Config Name | Default | Description |
---|---|---|
hoodie.datasource.write.recordkey.field | N/A (Optional) | Record key field. Value to be used as the recordKey component of HoodieKey .
Config Param: RECORDKEY_FIELD_NAME |
hoodie.datasource.write.partitionpath.field | N/A (Optional) | Partition path field. Value to be used at the partitionPath component of HoodieKey. This needs to be specified if a partitioned table is desired. Actual value obtained by invoking .toString()Config Param: PARTITIONPATH_FIELD_NAME |
hoodie.datasource.write.keygenerator.class | N/A (Optional) | Key generator class, that implements org.apache.hudi.keygen.KeyGenerator extract a key out of incoming records.
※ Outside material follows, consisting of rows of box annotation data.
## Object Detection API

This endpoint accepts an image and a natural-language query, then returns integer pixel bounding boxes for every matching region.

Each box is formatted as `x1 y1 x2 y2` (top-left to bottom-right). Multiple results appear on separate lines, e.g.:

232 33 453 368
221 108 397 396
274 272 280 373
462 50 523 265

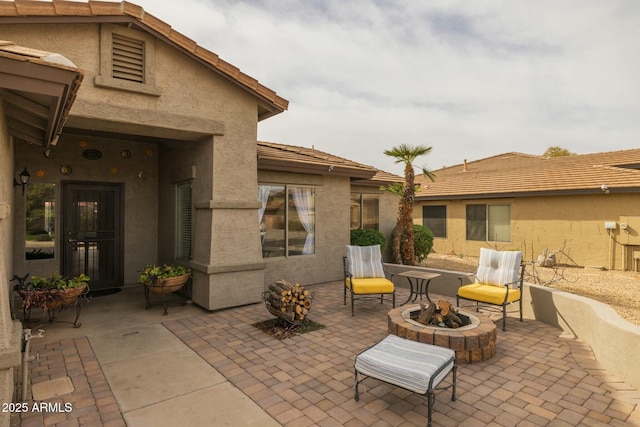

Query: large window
176 182 193 260
258 185 316 257
422 205 447 239
350 193 380 230
467 205 511 242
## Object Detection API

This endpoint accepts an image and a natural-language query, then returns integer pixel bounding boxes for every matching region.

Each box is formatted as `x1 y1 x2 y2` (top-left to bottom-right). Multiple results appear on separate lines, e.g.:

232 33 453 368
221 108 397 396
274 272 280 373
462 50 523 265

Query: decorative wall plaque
82 148 102 160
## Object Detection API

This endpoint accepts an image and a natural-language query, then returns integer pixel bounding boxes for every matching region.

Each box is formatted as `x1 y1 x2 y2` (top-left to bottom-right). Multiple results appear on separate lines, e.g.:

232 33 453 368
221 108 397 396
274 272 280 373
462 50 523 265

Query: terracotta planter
145 273 191 294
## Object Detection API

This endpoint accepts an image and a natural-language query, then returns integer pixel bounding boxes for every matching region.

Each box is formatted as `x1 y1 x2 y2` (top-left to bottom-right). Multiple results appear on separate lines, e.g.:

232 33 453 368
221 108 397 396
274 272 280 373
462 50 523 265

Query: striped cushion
355 335 456 394
476 248 522 286
347 245 385 279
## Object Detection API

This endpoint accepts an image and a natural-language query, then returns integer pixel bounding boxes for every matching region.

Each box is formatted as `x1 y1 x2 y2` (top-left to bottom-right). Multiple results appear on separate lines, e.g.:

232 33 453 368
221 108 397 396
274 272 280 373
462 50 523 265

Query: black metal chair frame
456 263 526 331
342 256 396 317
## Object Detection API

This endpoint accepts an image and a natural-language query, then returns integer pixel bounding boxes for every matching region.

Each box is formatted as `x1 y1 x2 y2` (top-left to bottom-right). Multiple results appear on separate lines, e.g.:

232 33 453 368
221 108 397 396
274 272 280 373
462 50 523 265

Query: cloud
125 0 640 173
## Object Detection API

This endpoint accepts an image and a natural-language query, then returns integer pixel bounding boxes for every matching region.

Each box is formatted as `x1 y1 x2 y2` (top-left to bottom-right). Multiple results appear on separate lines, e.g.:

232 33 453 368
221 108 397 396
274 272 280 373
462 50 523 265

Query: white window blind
176 182 193 259
112 33 144 83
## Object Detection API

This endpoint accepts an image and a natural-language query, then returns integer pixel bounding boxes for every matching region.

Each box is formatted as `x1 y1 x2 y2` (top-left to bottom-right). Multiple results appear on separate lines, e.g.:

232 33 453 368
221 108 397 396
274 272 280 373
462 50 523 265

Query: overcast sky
131 0 640 174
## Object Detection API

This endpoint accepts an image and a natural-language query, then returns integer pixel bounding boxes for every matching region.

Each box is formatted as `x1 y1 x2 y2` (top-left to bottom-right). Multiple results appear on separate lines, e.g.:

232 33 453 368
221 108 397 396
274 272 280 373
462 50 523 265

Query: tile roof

Config Param: KEYGENERATOR_CLASS_NAME |
hoodie.datasource.write.hive_style_partitioning | false (Optional) | Flag to indicate whether to use Hive style partitioning. If set true, the names of partition folders follow <partition_column_name>=<partition_value> format. By default false (the names of partition folders are only partition values)Config Param: HIVE_STYLE_PARTITIONING_ENABLE |
hoodie.datasource.write.partitionpath.urlencode | false (Optional) | Should we url encode the partition path value, before creating the folder structure.Config Param: URL_ENCODE_PARTITIONING |
For all advanced configs refer here.
Lets go over different key generators available to be used with Hudi.
SimpleKeyGenerator
Record key refers to one field(column in dataframe) by name and partition path refers to one field (single column in dataframe) by name. This is one of the most commonly used one. Values are interpreted as is from dataframe and converted to string.
ComplexKeyGenerator
Both record key and partition paths comprise one or more than one field by name(combination of multiple fields). Fields
are expected to be comma separated in the config value. For example "Hoodie.datasource.write.recordkey.field" : “col1,col4”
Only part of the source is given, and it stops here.